におい

【終】分岐点はいつだって、後から分かるもの

 C美が3歳を過ぎたばかりの頃、俺はインフルエンザで40度近い熱を出して寝込んでいた。
 少しでも隔離した方がいいだろうと、普段は使っていない2階の予備室に布団を敷いていた。

 C美はまだ幼稚園に入る前だから、ずっと家にいる。
 いつもは出社している俺が家にいることにソワソワしているようで、どうしても俺に近づいて話しかけたがっているのを、何度もA子に止められ、軽く叱られていた。

 何を言っているのかは分からないが、C美の甲高い声と、それを穏やかに諭すようなA子の声が階下でしているのが(かす)かに聞こえ、熱もあって喉も痛いのに、不思議と幸せな気持ちになっていた。

 薬が効いてひと寝したら少しだけ楽になったが、同時にトイレに行きたくなって階下に下りた。

 すると、C美がすすり泣く声が聞こえた。
 A子は俺が下りてきたことに気づかないようだった。
 リビングで立ったままのA子の後ろ姿と、うつむいているC美が見えた。

 何となく声をかけにくい雰囲気だったので、こっそり話を聞くと、A子がC美に向かってこんなことを言っていた。

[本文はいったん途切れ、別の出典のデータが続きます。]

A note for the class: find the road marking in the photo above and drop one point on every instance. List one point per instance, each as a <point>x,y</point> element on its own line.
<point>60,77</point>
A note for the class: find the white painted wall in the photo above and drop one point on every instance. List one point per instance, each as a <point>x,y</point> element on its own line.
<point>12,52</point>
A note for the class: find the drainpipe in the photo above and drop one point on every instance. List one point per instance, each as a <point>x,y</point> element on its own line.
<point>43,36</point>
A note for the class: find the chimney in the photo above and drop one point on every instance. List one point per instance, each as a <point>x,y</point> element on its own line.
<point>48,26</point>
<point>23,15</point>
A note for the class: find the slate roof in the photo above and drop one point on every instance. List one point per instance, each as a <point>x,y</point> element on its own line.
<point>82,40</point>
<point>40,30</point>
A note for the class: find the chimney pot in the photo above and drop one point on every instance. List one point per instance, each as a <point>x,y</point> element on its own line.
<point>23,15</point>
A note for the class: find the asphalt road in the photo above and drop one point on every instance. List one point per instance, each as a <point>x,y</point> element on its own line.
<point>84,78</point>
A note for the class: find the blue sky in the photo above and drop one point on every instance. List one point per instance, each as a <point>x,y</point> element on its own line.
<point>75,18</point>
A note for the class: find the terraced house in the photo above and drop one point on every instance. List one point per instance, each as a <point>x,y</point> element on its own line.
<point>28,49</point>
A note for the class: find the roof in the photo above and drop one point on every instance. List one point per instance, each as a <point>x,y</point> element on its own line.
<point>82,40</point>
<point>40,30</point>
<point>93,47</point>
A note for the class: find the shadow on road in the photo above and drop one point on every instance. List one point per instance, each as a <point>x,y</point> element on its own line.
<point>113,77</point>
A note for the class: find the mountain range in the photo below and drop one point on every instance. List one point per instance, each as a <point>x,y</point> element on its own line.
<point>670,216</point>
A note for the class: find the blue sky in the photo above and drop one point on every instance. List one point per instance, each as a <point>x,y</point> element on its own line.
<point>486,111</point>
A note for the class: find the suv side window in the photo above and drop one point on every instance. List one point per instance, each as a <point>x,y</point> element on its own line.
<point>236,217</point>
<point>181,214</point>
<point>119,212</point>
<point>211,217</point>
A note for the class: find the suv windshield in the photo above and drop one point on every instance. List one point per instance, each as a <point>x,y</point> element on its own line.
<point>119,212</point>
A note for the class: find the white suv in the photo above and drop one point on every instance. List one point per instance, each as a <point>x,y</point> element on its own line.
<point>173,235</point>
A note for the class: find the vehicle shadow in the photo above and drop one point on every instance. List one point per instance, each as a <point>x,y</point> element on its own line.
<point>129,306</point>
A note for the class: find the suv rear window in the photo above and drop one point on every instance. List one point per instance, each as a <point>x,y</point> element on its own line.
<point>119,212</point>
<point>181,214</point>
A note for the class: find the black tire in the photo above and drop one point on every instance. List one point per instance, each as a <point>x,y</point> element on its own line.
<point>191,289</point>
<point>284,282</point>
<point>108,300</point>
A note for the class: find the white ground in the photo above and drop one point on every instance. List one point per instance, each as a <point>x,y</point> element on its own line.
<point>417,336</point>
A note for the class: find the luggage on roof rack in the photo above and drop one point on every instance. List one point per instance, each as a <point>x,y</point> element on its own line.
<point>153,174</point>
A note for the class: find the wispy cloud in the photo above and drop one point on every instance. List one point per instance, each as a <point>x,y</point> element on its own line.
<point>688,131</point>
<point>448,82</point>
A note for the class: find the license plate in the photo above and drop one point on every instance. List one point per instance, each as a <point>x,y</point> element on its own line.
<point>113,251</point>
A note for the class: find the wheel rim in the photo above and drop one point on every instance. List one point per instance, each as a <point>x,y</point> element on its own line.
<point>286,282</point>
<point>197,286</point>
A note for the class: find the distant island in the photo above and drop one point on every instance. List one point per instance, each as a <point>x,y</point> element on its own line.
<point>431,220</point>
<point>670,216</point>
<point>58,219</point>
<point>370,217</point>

「ほらほら、泣かないの。泣くとますますブサイクになるよ」
「せめてもっとかわいければ、『ドジっ子かわいい』で済むんだけどねえ」
「ブスの失敗なんて、かわいい子の100倍イラっと来るんだよね」
「顔がひどいんだから、せめてしっかりしてよね」

 どうやらC美は何か失敗してしまったようだ。
 多分だが、ジュースをこぼしたとか、せいぜいそんなところではないだろうか。
 C美の顔は確かにA子に全く似ていないが、年齢の割に賢くて、活発で朗らかな自慢の娘だ――と、少なくとも俺は思っていた。

 A子が言っている言葉の意味は、C美に全部正確に伝わっているわけではないと思う。
 口調は穏やかだが、大人からあんなふうに頭の上から責められれば、C美もその状況が「よくないもの」だとは感じているのだろう。すすり泣いているのが何よりの証拠だ。

 その様子を見ているうちに、なぜか突如、俺の鼻というか口というか、そのあたりに、あの何ともいえない不愉快なにおいが広がった。

 俺はトイレに行くと、真っ先に嘔吐した。

 A子が俺がトイレに入ったのに感づいて、「あなた、大丈夫?」とノックをする。
 C美の「パパ、だー(・・)じょーぶ?」という声も聞こえた。

「だいじょうぶだよ、しんぱいいらない」

 俺がそう言うと、A子は「何かあったら声をかけてね」と言って、その場を去った。
 俺はC美の「だーじょーぶ?」という、少し涙混じりの声を聞いて、自分があの日、取り返しのつかないことをしたことに気づいた。

***

 あの日、20XX年11月某日。 祝日だったので、実は日は簡単に特定できる。
 ただ、「その日」に意味を持たせたくなくて、ずっと思い出さないようにしていただけだ。

 俺はあの日、A子に会うのが憂鬱で億劫で仕方なく、それでも会いにいった。
 彼女はいつにもまして魅力的だった。
 実はあの後も、A子の嫌な癖、嫌なにおいを何度も感じたけれど、その都度何らかの形でその思いを打ち消していた。

 予感というのは意外とバカにできないらしい。
 俺はきっと11月のあの日、A子と別れるべきだったのだ。
 そうすれば、「ちょっと“おへちゃ”だが、誰よりもかわいい娘」を泣かせることはなかった。というよりも、C美という娘の存在自体がこの世になかったのだ。

 A子と結ばれるべきではなかったと考えることは、C美の存在自体を否定することにもなりかねないのだが、そんな理屈を考える頭の余裕がない。

 A子はC美にとっては優しい母親で、俺にとっては最高の妻だ。
 それでいて、時々ああやって黒い人間性が顔を出す。

 「好き、嫌い」と花びらをちぎっていく花占いのように、俺はA子に対する感情を日々更新していくしかないのだろうか。

 きれい好きなA子の手でピカピカに掃除されたこの家は、あちこちに芳香剤を置いたり、ディフューザー?というやつが置いてあったりして、いいにおいがする。

 そして時々、A子自身から、心ない言葉とともに、不愉快なにおいが立ち込めもする。